Life is a celebration. Yes, there are some major downers along the path but if you never travel that path, if you just sit at home and do nothing all the time, you will never experience all the joy the life has to offer. How can you know true joy if you never experience true pain? Natalia brings both to me. I am sick to my soul that I am losing her but I have the joy of having spent this time on Earth with her and know that she is going to be with the Lord and will be waiting for me. I know that as long as I never lose her memory she will always be with me whispering in my heart. Celebrate the wonderful girl that touched so many people, that caused many a parent to just go home and hug their children a little tighter. Someone wrote me an email saying that while they did not know the grief of losing a child they knew the pain of losing close loved ones...yes, a child is different because our children carry all our hopes and dreams of the future...but you still know the grief of loss...and believe it or not...it helps...love helps...no matter what form...to know that we are not alone in the world...I think I'm rambling...Edgar did most of the talking today(as usual, I'm the crier) so tonight I get to write...I always feel better afterward. I think I'll stop now before I really become incomprehensible.
Much Love to you all,
Roni
Monday, March 2, 2009
Subscribe to:
Post Comments (Atom)
2 comments:
Roni~
While you don't know me, you and your family have been in my prayers. I have known Jeannine since the 7th grade, and my son Seth went there from time to time when he needed a back-up baby-sitter. I work with Kelly, Alec and Evan's mom. Natalia's health has been on my prayer list on and off for the past year. I have asked my friends at church and in our Bible study to lift up your little girl in prayer, and of course, both you and your husband. My son is six, and yes, I have been giving him more kisses when I tuck him into bed. I pray the Comforter come and surround you with the peace that passes all understanding. You, your husband, Natalia~ all of you are an amazing testimony of faith. I encourage you as you continue to walk down this difficult path. You are right in that you are not alone. God bless you all. ~Amber
Dear Edgar and Roni
I have been praying for all of you since I learned (through Tera) of sweet Natalia's illness.

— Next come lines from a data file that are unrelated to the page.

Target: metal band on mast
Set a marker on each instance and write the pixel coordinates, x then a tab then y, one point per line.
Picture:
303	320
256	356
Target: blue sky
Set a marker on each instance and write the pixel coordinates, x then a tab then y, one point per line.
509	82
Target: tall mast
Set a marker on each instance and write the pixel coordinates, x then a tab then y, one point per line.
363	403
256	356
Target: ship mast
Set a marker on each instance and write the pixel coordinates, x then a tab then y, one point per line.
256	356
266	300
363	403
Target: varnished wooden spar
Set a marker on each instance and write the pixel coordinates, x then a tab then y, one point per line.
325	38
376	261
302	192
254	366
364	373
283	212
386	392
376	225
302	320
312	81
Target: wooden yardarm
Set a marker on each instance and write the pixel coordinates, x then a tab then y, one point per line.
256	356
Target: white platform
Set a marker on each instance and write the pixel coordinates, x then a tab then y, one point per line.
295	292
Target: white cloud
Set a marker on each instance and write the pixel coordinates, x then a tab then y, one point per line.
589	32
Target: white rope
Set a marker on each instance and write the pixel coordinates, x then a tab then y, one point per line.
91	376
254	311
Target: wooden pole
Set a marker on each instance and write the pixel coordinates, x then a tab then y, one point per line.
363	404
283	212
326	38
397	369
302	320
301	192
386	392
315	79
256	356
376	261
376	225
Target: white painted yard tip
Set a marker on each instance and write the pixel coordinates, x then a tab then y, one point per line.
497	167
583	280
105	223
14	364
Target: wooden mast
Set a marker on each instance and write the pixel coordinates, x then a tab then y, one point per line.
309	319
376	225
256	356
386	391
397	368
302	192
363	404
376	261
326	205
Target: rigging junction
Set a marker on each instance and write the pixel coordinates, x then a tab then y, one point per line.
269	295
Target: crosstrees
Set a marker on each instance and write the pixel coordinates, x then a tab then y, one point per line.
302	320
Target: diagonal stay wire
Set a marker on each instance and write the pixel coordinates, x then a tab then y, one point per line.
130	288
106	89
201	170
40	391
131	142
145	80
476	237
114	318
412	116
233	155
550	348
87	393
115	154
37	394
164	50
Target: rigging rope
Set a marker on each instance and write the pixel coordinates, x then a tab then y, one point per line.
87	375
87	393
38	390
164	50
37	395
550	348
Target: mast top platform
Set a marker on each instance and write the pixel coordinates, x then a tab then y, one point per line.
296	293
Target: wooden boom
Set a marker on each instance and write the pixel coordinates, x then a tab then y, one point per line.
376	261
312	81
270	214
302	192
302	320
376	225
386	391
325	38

I am truly heartbroken with your loss, not for her sake, for she is absolutely in the best place she could ever be, and never again will suffer pain, fear or loss. But I grieve for you because I know what it is like to lose a child. Edgar will remember my Nathaniel, who died at the age of 20. It is a loss you can never truly prepare for, although you have had time to be with her and say goodbye, which is a blessing. When you have a baby, you never can imagine that you may have to let that child go. It is an unnatural thing, for a child to die before her parents. I am glad that you have such a wonderful support system and that your faith in our Lord has grown stronger. That is also what happened to me when I lost Nathaniel so suddenly. It was only the strength of God that got me through. The same will happen for you. Hold on to each other and your precious little Sophia. You all will continue to be in my daily prayers.